Leff Jared A, Hernández Diana, Teixeira Paul A, Castellón Pedro C, Feaster Daniel J, Rodriguez Allan E, Santana-Bagur Jorge L, De León Sandra Miranda, Vidot José Vargas, Metsch Lisa R, Schackman Bruce R
Department of Healthcare Policy & Research, Weill Cornell Medical College, 425 East 61st Street, Suite 301, New York, NY, 10065, USA.
Department of Sociomedical Sciences, Mailman School of Public Health, Columbia University, New York, NY, USA.
BMC Health Serv Res. 2017 Mar 23;17(1):232. doi: 10.1186/s12913-017-2174-7.
HIV prevalence in Puerto Rico is nearly twice that of the mainland United States, a level that was substantially fueled by injection drug use. Puerto Rico has a longstanding history of health provision by the public sector that directly affects how HIV and substance use disorder (SUD) treatment services are provided and funded. As part of pre-implementation research for a randomized trial of a community-level intervention to enhance HIV care access for substance users in San Juan, Puerto Rico, we sought to understand the structural and health policy environment for providing HIV and SUD treatments.
We conducted semi-structured qualitative interviews (n = 8) with government and program administrators in English and Spanish. Data were analyzed to identify dominant and recurrent themes.
Participants discussed how lack of integration among medical and mental health service providers, lack of public transportation, and turnover in appointed government officials were barriers to integrated HIV and SUD treatment. Federal funding for support services for HIV patients was a facilitator. The Affordable Care Act has limited impact in Puerto Rico because provisions related to health insurance reform do not apply to U.S. territories.
Implications for intervention design include the need to provide care coordination for services from multiple providers, who are often physically separated and working in different reimbursement systems, and the potential for mobile and patient transportation services to bridge these gaps. Continuous interaction with political leaders is needed to maintain current facilitators. These findings are relevant as the current economic crisis in Puerto Rico affects funding, and may be relevant for other settings with substance use-driven epidemics.
波多黎各的艾滋病毒流行率几乎是美国本土的两倍,注射吸毒在很大程度上加剧了这一水平。
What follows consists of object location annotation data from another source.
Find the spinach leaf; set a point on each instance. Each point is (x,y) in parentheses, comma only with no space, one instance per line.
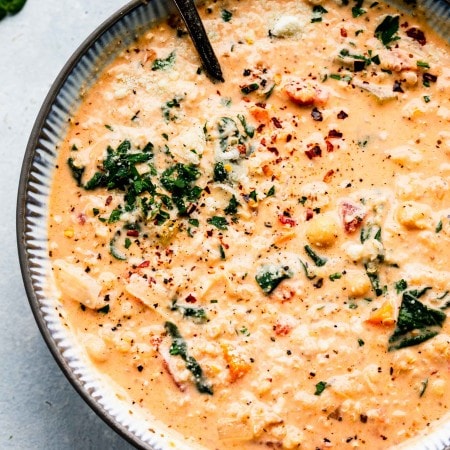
(318,260)
(269,277)
(220,173)
(179,348)
(77,172)
(219,222)
(232,206)
(416,322)
(164,63)
(387,29)
(197,314)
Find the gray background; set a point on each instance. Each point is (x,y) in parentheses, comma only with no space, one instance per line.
(39,409)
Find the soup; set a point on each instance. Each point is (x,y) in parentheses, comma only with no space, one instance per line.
(263,263)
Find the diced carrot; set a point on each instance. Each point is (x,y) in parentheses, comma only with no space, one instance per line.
(383,315)
(237,365)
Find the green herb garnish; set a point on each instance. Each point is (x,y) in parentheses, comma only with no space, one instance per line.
(219,222)
(164,63)
(320,387)
(386,31)
(318,260)
(179,348)
(416,322)
(226,15)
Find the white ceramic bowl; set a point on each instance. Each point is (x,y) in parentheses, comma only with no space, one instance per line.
(32,210)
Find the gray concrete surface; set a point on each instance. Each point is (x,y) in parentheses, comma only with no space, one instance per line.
(39,409)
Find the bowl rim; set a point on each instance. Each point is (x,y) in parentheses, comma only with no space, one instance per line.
(21,202)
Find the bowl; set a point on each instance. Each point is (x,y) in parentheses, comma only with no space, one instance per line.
(65,95)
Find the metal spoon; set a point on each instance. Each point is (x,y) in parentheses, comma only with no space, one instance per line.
(196,30)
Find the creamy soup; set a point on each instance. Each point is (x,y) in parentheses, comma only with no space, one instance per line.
(264,262)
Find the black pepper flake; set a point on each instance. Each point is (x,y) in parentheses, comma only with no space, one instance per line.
(316,115)
(313,152)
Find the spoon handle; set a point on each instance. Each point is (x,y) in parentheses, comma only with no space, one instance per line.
(199,37)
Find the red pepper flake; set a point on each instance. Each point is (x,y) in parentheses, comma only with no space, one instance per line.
(276,122)
(335,134)
(282,330)
(397,86)
(191,299)
(286,220)
(314,152)
(328,176)
(427,77)
(260,127)
(416,34)
(81,218)
(316,115)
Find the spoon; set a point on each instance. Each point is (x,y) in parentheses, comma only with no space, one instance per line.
(196,30)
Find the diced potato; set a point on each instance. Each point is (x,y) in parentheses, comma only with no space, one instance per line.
(357,282)
(237,365)
(414,215)
(96,348)
(383,315)
(76,284)
(322,230)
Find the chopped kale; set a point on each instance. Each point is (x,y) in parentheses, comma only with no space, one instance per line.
(179,348)
(197,314)
(228,130)
(318,260)
(386,31)
(416,322)
(220,173)
(249,130)
(77,172)
(269,277)
(219,222)
(169,106)
(164,63)
(232,206)
(320,387)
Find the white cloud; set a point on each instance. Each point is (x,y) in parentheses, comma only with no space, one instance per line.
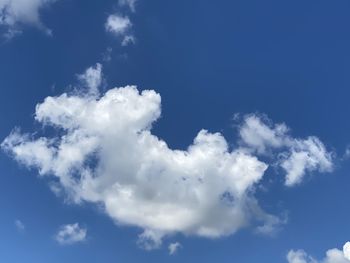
(70,234)
(120,26)
(130,3)
(296,156)
(107,154)
(346,250)
(19,225)
(332,256)
(173,247)
(92,79)
(13,13)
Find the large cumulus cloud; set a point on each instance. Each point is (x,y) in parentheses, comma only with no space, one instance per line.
(104,152)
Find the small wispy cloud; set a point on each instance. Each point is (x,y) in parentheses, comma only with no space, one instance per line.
(174,247)
(70,234)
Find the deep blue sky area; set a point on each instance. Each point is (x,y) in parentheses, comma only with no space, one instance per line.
(208,60)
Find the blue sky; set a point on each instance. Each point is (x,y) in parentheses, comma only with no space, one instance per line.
(237,152)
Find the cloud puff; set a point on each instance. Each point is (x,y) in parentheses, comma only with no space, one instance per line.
(130,3)
(332,256)
(296,156)
(104,152)
(70,234)
(92,79)
(13,13)
(173,247)
(120,26)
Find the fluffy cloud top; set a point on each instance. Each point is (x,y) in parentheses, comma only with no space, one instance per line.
(130,3)
(104,152)
(332,256)
(173,247)
(16,12)
(296,156)
(70,234)
(92,79)
(120,26)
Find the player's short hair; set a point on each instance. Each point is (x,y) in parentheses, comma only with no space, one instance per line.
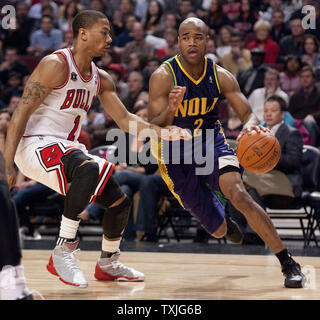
(308,69)
(273,71)
(262,25)
(281,101)
(86,19)
(6,110)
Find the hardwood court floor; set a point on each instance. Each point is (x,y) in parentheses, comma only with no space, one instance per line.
(178,276)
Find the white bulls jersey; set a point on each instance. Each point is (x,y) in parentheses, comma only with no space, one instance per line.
(62,112)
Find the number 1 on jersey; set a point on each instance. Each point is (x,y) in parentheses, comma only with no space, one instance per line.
(71,136)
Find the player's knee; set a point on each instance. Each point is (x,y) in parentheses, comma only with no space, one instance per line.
(236,193)
(115,219)
(89,169)
(2,168)
(221,231)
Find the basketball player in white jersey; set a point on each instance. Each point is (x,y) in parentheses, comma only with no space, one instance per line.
(42,140)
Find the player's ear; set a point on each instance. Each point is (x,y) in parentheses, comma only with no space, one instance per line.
(83,34)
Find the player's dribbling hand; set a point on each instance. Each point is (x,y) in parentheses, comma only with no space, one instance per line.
(173,133)
(250,129)
(11,176)
(176,97)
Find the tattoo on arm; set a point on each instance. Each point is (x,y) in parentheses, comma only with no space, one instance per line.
(32,92)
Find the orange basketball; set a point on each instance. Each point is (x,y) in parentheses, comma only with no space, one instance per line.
(258,152)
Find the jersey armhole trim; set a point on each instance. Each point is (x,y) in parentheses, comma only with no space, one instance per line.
(172,73)
(216,76)
(99,81)
(68,71)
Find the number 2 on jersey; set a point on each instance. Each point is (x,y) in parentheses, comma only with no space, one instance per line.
(71,136)
(198,123)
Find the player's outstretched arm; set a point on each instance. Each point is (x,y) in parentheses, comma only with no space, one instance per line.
(164,98)
(231,90)
(114,107)
(50,72)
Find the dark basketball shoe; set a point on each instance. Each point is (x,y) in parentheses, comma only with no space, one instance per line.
(294,278)
(234,234)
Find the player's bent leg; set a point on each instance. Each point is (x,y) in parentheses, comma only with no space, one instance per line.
(108,267)
(83,173)
(221,231)
(233,189)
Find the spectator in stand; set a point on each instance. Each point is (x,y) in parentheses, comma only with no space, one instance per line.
(35,11)
(279,187)
(135,84)
(271,87)
(238,58)
(232,9)
(288,182)
(311,54)
(124,37)
(274,5)
(70,11)
(117,73)
(290,77)
(118,24)
(138,45)
(224,40)
(247,18)
(171,49)
(169,22)
(98,5)
(292,44)
(152,189)
(5,117)
(153,19)
(304,104)
(129,174)
(46,38)
(10,64)
(138,62)
(279,28)
(215,18)
(253,77)
(68,40)
(13,88)
(13,103)
(232,125)
(108,58)
(315,31)
(262,31)
(184,8)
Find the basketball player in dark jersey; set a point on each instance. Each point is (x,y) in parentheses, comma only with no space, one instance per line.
(12,279)
(185,91)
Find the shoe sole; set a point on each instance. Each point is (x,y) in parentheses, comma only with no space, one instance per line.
(295,285)
(53,271)
(103,276)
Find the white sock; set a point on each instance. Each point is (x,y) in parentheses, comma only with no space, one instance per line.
(68,228)
(110,245)
(12,282)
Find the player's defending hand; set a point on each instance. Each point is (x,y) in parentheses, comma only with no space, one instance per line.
(173,133)
(11,176)
(249,129)
(176,97)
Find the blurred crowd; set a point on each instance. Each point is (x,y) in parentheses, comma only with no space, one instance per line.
(263,43)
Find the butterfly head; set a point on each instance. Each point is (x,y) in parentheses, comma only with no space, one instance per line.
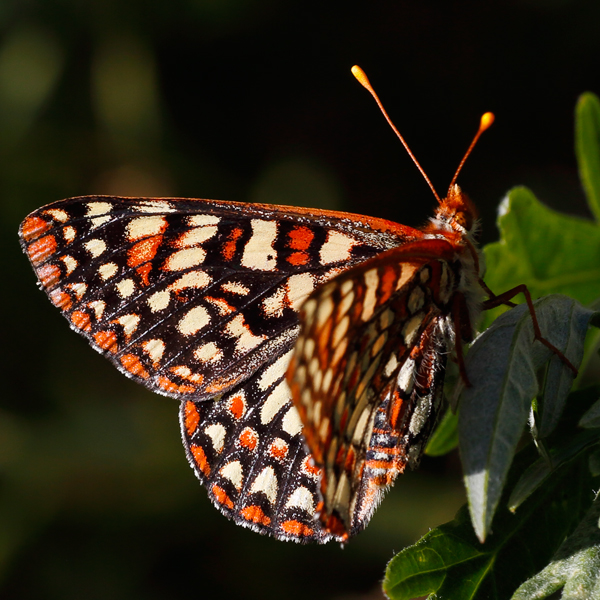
(456,212)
波多黎各公共部门长期以来一直提供医疗服务,这直接影响了艾滋病毒和物质使用障碍(SUD)治疗服务的提供方式和资金来源。作为在波多黎各圣胡安开展的一项社区层面干预随机试验的实施前研究的一部分,我们试图了解提供艾滋病毒和SUD治疗的结构和卫生政策环境。
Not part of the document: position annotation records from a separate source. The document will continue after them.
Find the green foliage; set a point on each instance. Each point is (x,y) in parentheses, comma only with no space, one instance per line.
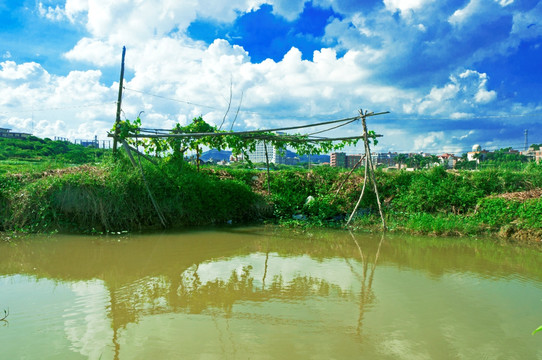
(238,143)
(41,149)
(113,197)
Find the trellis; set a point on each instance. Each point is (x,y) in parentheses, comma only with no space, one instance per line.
(265,136)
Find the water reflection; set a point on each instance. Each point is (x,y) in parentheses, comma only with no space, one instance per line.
(262,294)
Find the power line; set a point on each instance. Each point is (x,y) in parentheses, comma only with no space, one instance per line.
(268,115)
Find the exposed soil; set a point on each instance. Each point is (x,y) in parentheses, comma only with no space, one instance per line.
(521,195)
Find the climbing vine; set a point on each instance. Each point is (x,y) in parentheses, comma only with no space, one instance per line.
(238,143)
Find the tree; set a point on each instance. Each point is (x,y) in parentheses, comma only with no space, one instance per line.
(401,159)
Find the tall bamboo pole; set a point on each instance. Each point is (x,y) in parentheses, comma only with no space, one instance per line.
(369,173)
(119,101)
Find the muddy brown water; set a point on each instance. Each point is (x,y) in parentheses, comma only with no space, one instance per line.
(268,293)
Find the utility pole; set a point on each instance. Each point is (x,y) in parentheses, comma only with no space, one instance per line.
(119,102)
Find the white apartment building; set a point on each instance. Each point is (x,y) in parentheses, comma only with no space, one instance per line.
(274,154)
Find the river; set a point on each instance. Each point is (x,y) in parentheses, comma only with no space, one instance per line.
(268,293)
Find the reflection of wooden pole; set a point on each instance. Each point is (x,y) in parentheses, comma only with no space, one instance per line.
(265,269)
(366,288)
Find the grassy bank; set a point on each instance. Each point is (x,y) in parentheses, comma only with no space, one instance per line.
(499,202)
(113,196)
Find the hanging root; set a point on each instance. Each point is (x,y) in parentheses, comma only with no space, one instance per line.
(6,314)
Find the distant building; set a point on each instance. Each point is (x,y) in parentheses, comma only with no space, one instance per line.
(448,160)
(352,160)
(6,133)
(387,159)
(340,159)
(476,154)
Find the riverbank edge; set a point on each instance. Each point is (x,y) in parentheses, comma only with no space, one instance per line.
(47,199)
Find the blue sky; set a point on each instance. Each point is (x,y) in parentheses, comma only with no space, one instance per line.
(451,73)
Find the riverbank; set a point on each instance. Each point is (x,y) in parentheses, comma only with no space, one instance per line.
(114,196)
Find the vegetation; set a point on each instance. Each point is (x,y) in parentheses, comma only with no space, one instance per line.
(34,148)
(114,196)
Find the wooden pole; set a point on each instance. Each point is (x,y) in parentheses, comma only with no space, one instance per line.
(267,162)
(119,101)
(369,172)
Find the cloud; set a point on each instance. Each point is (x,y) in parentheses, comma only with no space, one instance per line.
(50,13)
(32,100)
(465,93)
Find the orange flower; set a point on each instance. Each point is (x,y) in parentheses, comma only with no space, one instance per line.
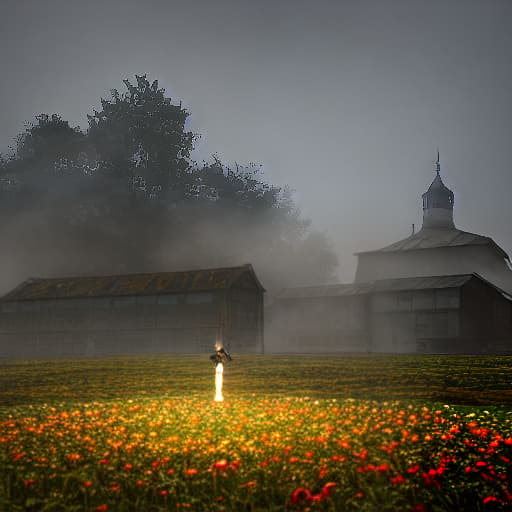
(220,464)
(327,488)
(300,494)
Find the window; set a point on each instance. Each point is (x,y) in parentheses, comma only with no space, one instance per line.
(147,299)
(122,302)
(29,306)
(169,299)
(199,298)
(9,307)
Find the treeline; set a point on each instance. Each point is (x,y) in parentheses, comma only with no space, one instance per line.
(126,196)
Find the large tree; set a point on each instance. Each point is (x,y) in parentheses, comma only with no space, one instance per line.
(126,197)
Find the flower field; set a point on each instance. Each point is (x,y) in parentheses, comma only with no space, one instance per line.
(339,433)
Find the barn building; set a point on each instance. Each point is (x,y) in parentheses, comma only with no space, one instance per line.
(437,314)
(438,248)
(441,290)
(167,312)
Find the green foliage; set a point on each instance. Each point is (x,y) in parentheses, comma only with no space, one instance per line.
(126,197)
(154,445)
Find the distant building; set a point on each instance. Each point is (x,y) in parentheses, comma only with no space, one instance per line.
(438,248)
(440,314)
(441,290)
(167,312)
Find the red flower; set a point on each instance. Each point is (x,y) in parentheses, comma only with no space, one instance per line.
(300,494)
(221,464)
(327,488)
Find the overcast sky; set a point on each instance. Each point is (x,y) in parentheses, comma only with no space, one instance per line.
(345,101)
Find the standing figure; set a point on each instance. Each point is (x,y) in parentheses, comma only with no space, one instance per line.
(219,358)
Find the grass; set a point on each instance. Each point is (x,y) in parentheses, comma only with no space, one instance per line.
(365,433)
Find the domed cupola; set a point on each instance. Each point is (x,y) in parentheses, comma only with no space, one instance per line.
(438,203)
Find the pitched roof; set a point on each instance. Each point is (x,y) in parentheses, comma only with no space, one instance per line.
(430,238)
(383,285)
(132,284)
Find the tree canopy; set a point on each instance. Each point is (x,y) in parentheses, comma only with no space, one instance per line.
(126,196)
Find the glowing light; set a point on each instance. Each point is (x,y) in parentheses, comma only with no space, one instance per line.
(219,370)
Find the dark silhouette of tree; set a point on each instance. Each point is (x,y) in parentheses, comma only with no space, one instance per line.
(126,197)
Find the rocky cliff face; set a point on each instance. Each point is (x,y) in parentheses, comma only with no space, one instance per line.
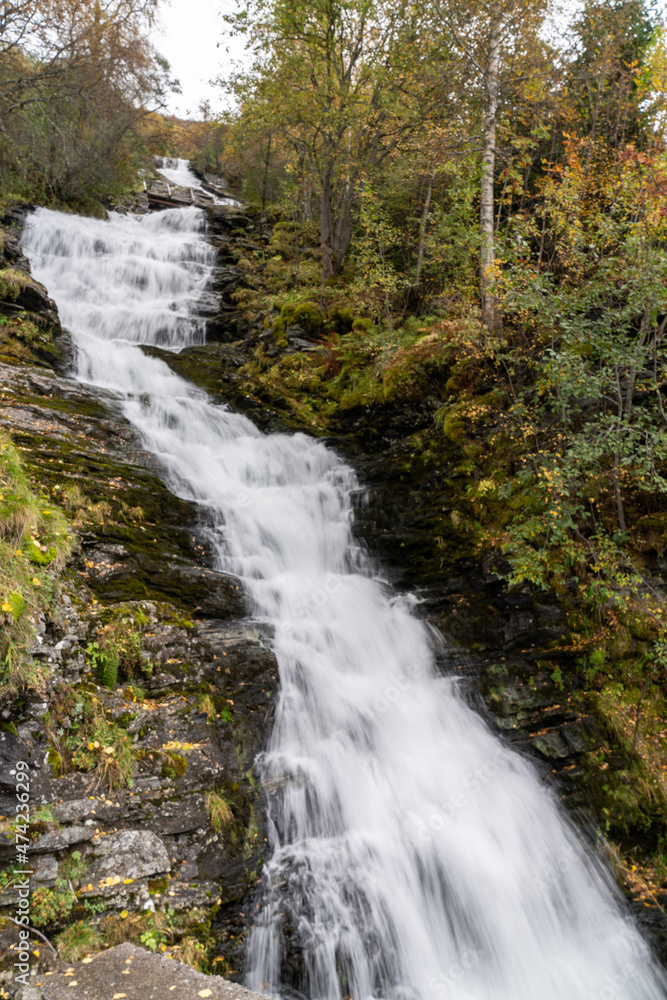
(146,819)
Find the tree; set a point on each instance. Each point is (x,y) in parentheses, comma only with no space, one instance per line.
(76,77)
(485,35)
(338,82)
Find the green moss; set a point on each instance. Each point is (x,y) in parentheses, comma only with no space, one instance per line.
(287,313)
(453,427)
(174,765)
(308,315)
(157,886)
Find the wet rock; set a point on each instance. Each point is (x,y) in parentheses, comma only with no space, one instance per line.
(150,977)
(45,870)
(62,839)
(129,854)
(552,746)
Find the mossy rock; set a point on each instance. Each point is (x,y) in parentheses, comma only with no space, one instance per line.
(453,427)
(650,533)
(308,316)
(279,328)
(341,320)
(361,325)
(287,313)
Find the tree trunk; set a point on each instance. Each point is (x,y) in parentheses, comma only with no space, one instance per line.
(343,226)
(490,312)
(422,228)
(267,164)
(327,223)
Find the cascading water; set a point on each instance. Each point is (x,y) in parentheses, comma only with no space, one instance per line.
(413,856)
(177,171)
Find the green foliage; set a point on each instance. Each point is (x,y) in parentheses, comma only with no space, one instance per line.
(50,907)
(35,543)
(309,316)
(103,663)
(219,810)
(78,940)
(91,743)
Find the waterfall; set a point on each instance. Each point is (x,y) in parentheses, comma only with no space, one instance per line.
(412,854)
我们用英语和西班牙语对政府和项目管理人员进行了半结构化定性访谈(n = 8)。对数据进行分析以确定主要和反复出现的主题。
参与者讨论了医疗和心理健康服务提供者之间缺乏整合、公共交通不足以及任命的政府官员更替如何成为艾滋病毒和SUD综合治疗的障碍。联邦对艾滋病毒患者支持服务的资金是一个促进因素。《平价医疗法案》在波多黎各的影响有限,因为与医疗保险改革相关的条款不适用于美国领土。
对干预设计的启示包括需要为来自多个提供者的服务提供护理协调,这些提供者通常在物理上是分开的,并且在不同的报销系统中工作,以及移动和患者运输服务弥合这些差距的潜力。需要与政治领导人持续互动以维持当前的促进因素。这些发现与波多黎各当前的经济危机影响资金的情况相关,并且可能与其他受物质使用驱动的流行病的环境相关。